Mini ATX PSU for all development and ancillary power needs

In this blog I will give a brief overview of a recent basic project to convert a surplus mini ATX PSU in to a handy bench-top power supply that has many uses. These include power for electronic project development, an ancillary supply for IT peripherals and a super high current supply for Raspberry Pi computers and projects. The later was the main reason for repurposing this unit as I need a fairly hefty and very stable PSU to run my RasPi’s which also boot from USB SSD drives powered via the Pi’s USB3 bus. The PSU is also useful for powering digital audio peripherals and I have used it to run my Focusrite USB audio interface which requires 12V at 2A.

First a word of caution

Computer PSU’s are inherently dangerous devices. They are switch-mode mains voltage power converters with no galvanic isolation (input transformer). Internally they have many exposed live parts and also contain capacitors that can be charged to lethal voltages even days after the device has been switched off. This means that any work on an ATX PSU should only be undertaken by an electrically competent person. DO NOT ATTEMPT TO OPEN OR MODIFY AN ATX PSU UNLESS YOU UNDERSTAND HOW TO MANAGE THE RISKS and any work is strictly undertaken at your own risk!

ATX Colour Codes

A recap on the ATX colour codes. This is obviously vital information and before starting any conversion project it is important to know how to re-utilize the large wire loom.

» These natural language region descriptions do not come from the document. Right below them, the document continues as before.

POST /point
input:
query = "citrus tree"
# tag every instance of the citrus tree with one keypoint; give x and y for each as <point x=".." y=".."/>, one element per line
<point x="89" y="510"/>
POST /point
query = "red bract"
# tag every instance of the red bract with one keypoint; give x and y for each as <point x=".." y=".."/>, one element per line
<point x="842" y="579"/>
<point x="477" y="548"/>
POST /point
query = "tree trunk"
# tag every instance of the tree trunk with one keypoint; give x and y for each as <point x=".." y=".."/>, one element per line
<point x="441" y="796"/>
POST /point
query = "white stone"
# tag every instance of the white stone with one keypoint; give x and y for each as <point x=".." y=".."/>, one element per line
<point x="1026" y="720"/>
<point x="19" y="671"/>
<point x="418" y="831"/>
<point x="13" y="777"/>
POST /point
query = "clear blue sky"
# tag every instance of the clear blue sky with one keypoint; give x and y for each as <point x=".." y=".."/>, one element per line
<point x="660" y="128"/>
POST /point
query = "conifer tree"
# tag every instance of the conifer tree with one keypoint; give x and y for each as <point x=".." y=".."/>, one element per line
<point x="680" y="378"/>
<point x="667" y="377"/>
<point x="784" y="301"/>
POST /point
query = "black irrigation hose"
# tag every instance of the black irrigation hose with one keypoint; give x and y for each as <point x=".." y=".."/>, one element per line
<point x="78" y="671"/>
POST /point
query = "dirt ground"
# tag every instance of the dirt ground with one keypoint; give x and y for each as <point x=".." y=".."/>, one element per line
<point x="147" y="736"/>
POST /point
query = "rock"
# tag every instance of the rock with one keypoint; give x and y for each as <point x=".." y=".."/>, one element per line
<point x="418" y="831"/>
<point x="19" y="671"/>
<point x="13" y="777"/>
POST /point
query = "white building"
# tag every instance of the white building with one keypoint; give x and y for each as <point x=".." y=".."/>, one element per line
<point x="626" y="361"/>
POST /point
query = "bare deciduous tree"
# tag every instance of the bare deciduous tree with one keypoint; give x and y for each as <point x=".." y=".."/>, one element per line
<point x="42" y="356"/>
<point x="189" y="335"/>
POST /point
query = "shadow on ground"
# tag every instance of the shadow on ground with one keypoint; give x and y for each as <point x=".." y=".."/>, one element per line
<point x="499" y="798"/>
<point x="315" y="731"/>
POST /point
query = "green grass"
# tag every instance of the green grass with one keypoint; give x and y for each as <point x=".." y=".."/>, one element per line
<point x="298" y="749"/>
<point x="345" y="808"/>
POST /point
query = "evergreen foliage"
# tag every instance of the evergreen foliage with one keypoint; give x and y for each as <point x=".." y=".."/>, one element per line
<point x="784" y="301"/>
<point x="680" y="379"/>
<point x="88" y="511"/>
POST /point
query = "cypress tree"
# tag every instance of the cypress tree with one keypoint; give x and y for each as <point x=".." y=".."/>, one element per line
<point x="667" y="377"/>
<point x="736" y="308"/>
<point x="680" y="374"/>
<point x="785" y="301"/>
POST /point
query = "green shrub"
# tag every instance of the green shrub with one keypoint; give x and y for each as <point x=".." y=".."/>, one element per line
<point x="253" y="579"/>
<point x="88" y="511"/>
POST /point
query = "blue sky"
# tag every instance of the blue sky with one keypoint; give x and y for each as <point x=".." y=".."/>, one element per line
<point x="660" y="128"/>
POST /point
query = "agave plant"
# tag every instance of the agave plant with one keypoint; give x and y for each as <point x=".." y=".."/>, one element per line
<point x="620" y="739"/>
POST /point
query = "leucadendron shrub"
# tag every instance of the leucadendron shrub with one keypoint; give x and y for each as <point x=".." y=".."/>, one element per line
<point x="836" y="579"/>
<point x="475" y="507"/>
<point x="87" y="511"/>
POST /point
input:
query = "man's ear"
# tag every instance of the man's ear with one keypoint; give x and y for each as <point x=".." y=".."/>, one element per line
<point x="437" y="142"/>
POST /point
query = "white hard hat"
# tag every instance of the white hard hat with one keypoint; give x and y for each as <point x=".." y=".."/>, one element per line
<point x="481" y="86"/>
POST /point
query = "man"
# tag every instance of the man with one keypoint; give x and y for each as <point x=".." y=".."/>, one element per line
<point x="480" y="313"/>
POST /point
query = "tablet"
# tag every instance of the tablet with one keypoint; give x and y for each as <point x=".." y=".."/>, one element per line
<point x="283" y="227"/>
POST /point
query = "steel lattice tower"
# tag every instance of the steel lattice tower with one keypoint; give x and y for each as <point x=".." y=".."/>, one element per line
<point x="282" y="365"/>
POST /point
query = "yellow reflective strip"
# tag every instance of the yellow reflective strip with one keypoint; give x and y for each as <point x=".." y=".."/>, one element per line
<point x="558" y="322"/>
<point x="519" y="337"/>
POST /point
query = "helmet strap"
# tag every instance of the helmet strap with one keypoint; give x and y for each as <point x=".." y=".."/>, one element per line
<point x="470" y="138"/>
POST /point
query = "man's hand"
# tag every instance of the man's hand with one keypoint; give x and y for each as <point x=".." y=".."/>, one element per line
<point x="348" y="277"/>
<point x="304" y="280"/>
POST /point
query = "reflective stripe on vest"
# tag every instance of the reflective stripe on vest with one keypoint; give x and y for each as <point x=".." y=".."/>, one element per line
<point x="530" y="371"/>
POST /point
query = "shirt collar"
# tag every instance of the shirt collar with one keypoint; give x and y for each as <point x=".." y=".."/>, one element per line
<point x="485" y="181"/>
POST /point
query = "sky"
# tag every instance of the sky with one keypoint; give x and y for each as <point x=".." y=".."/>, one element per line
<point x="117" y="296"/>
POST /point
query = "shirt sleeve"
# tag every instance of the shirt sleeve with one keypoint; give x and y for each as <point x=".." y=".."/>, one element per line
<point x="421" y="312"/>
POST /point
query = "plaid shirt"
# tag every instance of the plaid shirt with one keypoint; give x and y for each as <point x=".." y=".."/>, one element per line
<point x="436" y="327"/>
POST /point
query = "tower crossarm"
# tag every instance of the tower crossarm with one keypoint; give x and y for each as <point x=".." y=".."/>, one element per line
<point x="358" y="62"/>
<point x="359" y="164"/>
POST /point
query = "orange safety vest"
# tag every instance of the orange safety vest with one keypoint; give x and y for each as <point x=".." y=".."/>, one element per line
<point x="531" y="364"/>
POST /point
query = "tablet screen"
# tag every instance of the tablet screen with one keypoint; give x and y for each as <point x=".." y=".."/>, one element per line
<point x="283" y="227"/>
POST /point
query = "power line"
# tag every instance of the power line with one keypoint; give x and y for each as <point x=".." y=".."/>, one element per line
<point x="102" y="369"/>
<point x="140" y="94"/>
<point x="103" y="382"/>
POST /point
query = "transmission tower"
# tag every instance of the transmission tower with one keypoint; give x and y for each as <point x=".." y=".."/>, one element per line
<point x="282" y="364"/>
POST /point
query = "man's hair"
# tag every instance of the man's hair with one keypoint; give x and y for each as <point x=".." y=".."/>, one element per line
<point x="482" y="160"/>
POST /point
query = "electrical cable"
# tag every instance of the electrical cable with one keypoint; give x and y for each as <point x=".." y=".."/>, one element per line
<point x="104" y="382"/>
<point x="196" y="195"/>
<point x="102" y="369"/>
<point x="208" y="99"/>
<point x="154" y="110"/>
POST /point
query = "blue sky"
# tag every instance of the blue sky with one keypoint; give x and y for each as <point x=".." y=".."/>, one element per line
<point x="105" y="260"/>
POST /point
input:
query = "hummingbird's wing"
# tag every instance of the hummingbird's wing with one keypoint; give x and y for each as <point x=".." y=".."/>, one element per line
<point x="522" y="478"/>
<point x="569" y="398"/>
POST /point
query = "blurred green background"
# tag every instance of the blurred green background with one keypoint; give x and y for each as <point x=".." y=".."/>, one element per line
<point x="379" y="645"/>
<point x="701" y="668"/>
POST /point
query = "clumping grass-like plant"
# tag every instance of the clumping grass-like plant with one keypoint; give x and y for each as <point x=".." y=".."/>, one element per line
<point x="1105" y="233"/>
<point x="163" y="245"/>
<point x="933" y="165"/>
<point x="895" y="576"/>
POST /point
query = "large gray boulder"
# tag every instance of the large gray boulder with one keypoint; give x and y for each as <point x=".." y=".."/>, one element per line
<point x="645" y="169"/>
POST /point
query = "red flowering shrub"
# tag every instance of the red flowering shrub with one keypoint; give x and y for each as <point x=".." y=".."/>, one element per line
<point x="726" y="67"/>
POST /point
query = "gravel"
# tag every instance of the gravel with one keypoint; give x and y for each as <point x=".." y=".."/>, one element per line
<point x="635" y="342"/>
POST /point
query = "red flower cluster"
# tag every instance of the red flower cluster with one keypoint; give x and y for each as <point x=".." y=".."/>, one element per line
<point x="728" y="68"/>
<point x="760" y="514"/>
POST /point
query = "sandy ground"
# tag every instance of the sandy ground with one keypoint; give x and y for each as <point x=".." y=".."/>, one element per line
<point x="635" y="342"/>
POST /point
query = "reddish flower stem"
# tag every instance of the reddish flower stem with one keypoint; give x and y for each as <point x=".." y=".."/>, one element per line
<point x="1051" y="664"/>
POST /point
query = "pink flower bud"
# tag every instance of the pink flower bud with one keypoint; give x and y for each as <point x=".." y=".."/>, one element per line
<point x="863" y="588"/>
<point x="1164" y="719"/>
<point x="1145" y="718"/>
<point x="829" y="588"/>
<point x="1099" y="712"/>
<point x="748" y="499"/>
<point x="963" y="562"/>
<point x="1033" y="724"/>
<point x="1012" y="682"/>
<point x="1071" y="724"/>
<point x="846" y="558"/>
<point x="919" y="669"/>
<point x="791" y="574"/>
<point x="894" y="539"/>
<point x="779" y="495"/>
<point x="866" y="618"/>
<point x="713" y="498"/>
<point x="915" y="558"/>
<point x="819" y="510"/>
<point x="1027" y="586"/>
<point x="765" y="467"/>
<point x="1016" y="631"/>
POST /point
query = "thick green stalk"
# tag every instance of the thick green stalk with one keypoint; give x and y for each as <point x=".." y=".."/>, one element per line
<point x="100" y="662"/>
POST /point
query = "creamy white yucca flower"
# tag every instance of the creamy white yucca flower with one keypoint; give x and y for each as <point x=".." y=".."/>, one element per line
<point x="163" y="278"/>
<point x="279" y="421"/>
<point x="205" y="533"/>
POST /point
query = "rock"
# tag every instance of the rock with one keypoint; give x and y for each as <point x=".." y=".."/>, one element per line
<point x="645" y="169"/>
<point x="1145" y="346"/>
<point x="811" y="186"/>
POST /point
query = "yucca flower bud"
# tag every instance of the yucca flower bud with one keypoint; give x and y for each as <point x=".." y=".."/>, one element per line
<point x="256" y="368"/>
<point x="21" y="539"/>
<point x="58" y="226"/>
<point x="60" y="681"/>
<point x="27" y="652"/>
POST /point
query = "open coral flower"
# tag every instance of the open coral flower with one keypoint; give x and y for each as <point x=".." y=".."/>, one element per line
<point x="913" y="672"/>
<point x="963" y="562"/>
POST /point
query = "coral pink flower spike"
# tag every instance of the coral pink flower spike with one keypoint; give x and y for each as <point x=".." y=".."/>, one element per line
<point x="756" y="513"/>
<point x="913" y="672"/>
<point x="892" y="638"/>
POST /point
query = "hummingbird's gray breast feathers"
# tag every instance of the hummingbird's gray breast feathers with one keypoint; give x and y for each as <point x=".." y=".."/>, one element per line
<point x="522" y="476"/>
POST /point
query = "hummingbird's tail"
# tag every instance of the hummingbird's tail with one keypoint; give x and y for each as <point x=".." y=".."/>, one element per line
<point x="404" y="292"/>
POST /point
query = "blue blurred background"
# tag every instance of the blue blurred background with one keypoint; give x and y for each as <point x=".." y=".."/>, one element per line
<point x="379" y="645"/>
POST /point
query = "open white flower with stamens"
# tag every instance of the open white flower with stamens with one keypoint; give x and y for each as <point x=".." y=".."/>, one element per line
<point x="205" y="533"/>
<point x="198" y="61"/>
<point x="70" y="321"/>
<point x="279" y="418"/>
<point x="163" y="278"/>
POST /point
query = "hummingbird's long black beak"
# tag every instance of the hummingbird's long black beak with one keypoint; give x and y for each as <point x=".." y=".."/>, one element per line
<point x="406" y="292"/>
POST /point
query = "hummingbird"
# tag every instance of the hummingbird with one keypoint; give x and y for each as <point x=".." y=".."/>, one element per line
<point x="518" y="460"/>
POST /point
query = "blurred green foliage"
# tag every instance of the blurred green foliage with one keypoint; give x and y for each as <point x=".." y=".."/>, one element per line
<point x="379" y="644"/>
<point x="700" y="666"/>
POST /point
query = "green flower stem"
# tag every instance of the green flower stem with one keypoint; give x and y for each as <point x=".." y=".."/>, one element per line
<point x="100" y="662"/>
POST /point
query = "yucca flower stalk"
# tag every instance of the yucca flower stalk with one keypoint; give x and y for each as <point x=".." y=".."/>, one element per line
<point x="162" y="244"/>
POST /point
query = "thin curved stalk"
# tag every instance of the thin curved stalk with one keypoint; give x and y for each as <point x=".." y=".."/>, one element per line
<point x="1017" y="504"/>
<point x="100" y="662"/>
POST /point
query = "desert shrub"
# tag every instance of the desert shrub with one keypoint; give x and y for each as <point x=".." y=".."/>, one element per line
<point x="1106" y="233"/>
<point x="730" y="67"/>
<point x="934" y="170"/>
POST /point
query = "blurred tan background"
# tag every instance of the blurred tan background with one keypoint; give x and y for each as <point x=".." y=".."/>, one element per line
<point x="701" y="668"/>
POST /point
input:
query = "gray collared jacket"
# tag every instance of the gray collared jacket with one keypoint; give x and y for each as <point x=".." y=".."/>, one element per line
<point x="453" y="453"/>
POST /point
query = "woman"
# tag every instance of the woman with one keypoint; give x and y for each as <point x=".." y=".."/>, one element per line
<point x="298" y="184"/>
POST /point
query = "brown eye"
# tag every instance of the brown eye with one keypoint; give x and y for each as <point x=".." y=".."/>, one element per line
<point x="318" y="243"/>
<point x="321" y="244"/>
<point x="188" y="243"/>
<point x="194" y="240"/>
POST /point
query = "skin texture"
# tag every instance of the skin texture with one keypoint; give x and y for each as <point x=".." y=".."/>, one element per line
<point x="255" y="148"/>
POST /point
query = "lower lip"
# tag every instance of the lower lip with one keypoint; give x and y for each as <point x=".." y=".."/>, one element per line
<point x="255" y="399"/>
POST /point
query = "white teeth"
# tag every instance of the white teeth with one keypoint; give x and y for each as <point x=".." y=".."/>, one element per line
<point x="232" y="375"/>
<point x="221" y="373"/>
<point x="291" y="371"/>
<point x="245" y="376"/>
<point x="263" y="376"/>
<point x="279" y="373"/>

Most modern ATX PSUs will either have a large hard-wired harness (bulk of wires coming out) with various connectors on the end including the main connector for an ATX MOBO. However, some of the more expensive top-end PSUs have detachable wiring or plug in harnesses. Generally, it is easier to work with the cheaper models that have a soldered-in wire harness.

ATX PSU colour codes


0V (GND)




3.3V Sense
Thin wire, must be connected to one of the orange wires. Some PSUs will not start if this connection not made.




5V Sense
Thin wire, must be connected to one of the red wires


Not used : obsolete




Thin wire – not used


Thin wire turns on PSU when connected to GND (toggle switch on my build)


Power good
Thin wire goes to +5V with respect to GND when PSU is active (yellow LED on my build)


Thin wire at +5V with respect to GND when PSU is connected to mains (blue LED on my build)

On a PSU you will notice that there is a lot of duplication in the wire harness – you will have multiple red, yellow, orange and black wires, this allows very large currents to be distributed in a multi point circuit architecture rather than having massive single power rails. Some ATX PSUs are capable of delivering more than 20 Amps at 5 and 12 Volts!

When constructing your bench-top PSU you may only need to use two of each of the main voltage bus wires or three or more. This all depends on the intended current delivery or load of your system. For my build the demand is expected to be relatively low, no more than 5 Amps so I have used three wires for each of the voltages. 3 red 5V, 3 orange 3.3V and 3 yellow 12V. I set aside 4 black 0V (GND) wires – three for the 0V GND connection and one for the ancillary items such as the operate switch, standby and power good LEDs.

Making it

The mini ATX case is very small and cramped inside, there was no safe internal space for any intrusions so I decided to go for a rather novel approach and mount my connectors and controls in a retrofitted plastic box. A large hole (20mm diameter) was cut in the top of the PSU case and the bottom of the plastic box for all of the wires which previously exited the ATX case at the rear.

As I mentioned previously, I only needed to have three of each set of wires (Red, Orange, Yellow, Black) plus the brown sense wire for 3.3V and green, gray and violet wires for ancillary controls. There was no pink 5V sense wire on this PSU.

I have connected the wires to some nice binding posts (white is used for 3.3V because these things don’t come in orange). The green activate wire was connected to ground via the switch to turn on the PSU from standby state. The purple (violet) wire and GND was connected to a blue LED and the gray power good wire and ground was connected to a yellow LED.

This is actually my third ATX PSU mod and the other two are both on full size modules where I have mounted the connectors, lights and switches into the existing box but I think this new method of using a retrofitted box on top is better.

A note on fans

In this particular build I have left the fan permanently in circuit as it is so quiet. However, I have other modified ATX based PSUs where I have put a switch in the fan circuit for quiet running when used in a audio (recording) context. This is OK so long as the PSU is operating at less than 20% of its maximum demand and very unlikely to have any heat issues.